Hundreds of people—young and old, in baby carriages and in wheelchairs—filled the sidewalks near my neighborhood yesterday with protest signs and American flags. We were greeted by passing motorists and bicyclists who honked their horns and raised their thumbs. After months of anger and frustration, it felt good to take the streets.
Nationwide, more than 2,000 No Kings protests drew an estimated 5 million people as Donald Trump celebrated himself with a vanity parade in Washington, D.C. No Kings was the biggest single-day anti-Trump protest during his second administration. The rallies were mostly peaceful but there were some incidents.
In Culpeper, Virginia, a 21-year-old man was arrested after driving his SUV into a crowd in a parking lot, striking at least one person. And in Salt Lake City, shots were fired during a No Kings march, critically injuring one person. In Minnesota, where a gunman shot and killed a state lawmaker and her husband and gravely injured a state senator and his wife on Saturday, demonstrators came out to protest despite the events being officially canceled.

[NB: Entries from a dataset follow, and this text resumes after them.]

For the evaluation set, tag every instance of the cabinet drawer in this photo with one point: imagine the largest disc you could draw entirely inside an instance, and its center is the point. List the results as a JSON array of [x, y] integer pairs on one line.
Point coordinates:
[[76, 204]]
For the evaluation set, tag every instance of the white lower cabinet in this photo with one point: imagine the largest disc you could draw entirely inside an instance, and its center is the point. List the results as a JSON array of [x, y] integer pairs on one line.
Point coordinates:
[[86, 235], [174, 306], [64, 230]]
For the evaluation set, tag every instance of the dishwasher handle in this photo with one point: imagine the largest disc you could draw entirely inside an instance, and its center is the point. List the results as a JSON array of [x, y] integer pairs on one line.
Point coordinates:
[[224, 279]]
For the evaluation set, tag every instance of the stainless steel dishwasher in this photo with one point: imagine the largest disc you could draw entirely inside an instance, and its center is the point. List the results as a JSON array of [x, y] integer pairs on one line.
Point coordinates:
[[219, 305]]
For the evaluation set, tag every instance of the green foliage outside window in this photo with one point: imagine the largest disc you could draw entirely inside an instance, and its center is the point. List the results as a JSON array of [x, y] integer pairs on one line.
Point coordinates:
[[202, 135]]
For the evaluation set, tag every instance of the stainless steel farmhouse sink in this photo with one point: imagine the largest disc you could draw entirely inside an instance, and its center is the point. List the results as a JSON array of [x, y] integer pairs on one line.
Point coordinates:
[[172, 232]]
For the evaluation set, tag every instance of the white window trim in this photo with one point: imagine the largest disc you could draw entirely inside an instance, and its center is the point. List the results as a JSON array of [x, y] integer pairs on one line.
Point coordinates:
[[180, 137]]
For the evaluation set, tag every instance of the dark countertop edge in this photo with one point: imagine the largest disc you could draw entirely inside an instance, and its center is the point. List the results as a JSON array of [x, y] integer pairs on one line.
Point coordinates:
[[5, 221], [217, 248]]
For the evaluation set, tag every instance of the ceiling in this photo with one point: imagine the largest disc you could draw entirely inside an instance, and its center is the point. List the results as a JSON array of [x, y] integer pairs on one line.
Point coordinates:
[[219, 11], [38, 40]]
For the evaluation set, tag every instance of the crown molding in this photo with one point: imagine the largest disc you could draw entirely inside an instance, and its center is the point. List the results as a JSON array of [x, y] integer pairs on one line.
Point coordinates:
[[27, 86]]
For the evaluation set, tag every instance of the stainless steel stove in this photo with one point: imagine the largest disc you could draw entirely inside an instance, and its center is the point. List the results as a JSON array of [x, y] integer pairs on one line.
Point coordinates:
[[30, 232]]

“No Kings is really about standing up for democracy, standing up for people’s rights and liberties in this country and against the gross abuse of power that we’ve seen consistently from the Trump administration,” ACLU’s chief political and advocacy officer Deirdre Schifeling told the New York Times.
“The Trump administration’s goal was to scare people, to make them afraid to stand up for their rights and afraid to protest and stand up for their immigrant neighbors. And it’s backfired spectacularly,” Schifeling said.
“[Trump] violates the law at every turn, and is doing everything in his power to intimidate and crush — using the vast power of the presidency and also power that he doesn’t even have — to crush anybody that he perceives as disagreeing with him or as his enemies. Those are the actions of a king,” she said.
There will be more protests in the coming months. Come join us.